Hochstapler jahrelang als Notarzt im Einsatz
Polizei fahndet nach dem falschen Mediziner
FLENSBURG - Menschen, die ihn im Einsatz erlebt haben, sind voll des Lobes. Jahrelang war Sebastian S. als Notarzt auf Konzerten, Fußballspielen und Rennstrecken im Dienst. Einem Motorradfahrer, der bei 200 km/h in eine Leitplanke gerast war und letztlich ein Bein verlor, soll er das Leben gerettet haben. Nur: Sebastian S. ist gar kein Arzt. Er hat noch nicht mal Medizin studiert.
Wie der 35-Jährige aus der Nähe von Flensburg seine Kollegen beim Arbeiter-Samariterbund-Bund (ASB), Freunde und sogar Angehörige täuschen konnte, will nun die Staatsanwaltschaft Flensburg klären. Wann es zu einer Anklage kommt, ist allerdings offen. Denn Sebastian S. ist untergetaucht.

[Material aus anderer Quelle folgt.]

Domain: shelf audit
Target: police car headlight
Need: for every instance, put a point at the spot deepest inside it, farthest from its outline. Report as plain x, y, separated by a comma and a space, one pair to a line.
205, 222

Seine Hochstapler-Karriere startet er vor rund 18 Jahren, als er sich als ehrenamtlicher Helfer beim ASB andient, wenig später arbeitet er dort als Rettungssanitäter. Er täuscht vor, ein Medizinstudium an der Uni Hannover zu absolvieren, berichtet dann von seiner Facharztausbildung zum Chirurgen am Uniklinikum in Kiel. Er legt gefälschte Urkunden vor und wird gegen Honorar als Notarzt bei Veranstaltungen eingesetzt, hauptsächlich im Motorsportpark im dänischen
Padborg.
„Er war absolut kompetent“, sagt eine ehemalige ASB-Angestellte, die er zur Sanitäterin ausgebildet hat, dem Magazin „Spiegel“. „Er wusste über jedes medizinische Problem Bescheid. Er zeigte uns, wie man Druckverbände anlegt, wie man korrekt Spritzen setzt, wie man Verletzte wiederbelebt.“
In seinem Heimatort in der schleswig-holsteinischen Provinz genießt er als „Herr Doktor“Ansehen. Selbst seine Ehefrau soll lange nicht gewusst haben, dass er kein richtiger Mediziner ist. Sie soll es auch gewesen sein, die ihn letztlich bei der Polizei verpfiffen hat. Nach einer Hausdurchsuchung im Dezember 2017, bei der die gefälschte Approbation auf seinem Computer entdeckt wird, soll der Vater einer Tochter alles gestanden haben. Wenige Tage später ist Sebastian S. in einen Verkehrsunfall verwickelt. Wollte er sich töten? Er kommt einige Zeit in eine psychiatrische Klinik.
Bis zum Frühsommer dieses Jahres lebt Sebastian S. allein und zurückgezogen in seinem Haus. „Ich versuche gerade, mir ein neues Leben aufzubauen“, erklärte er gegenüber dem „Spiegel“. Er habe einen neuen Job in Dänemark. Kurz darauf verliert sich seine Spur.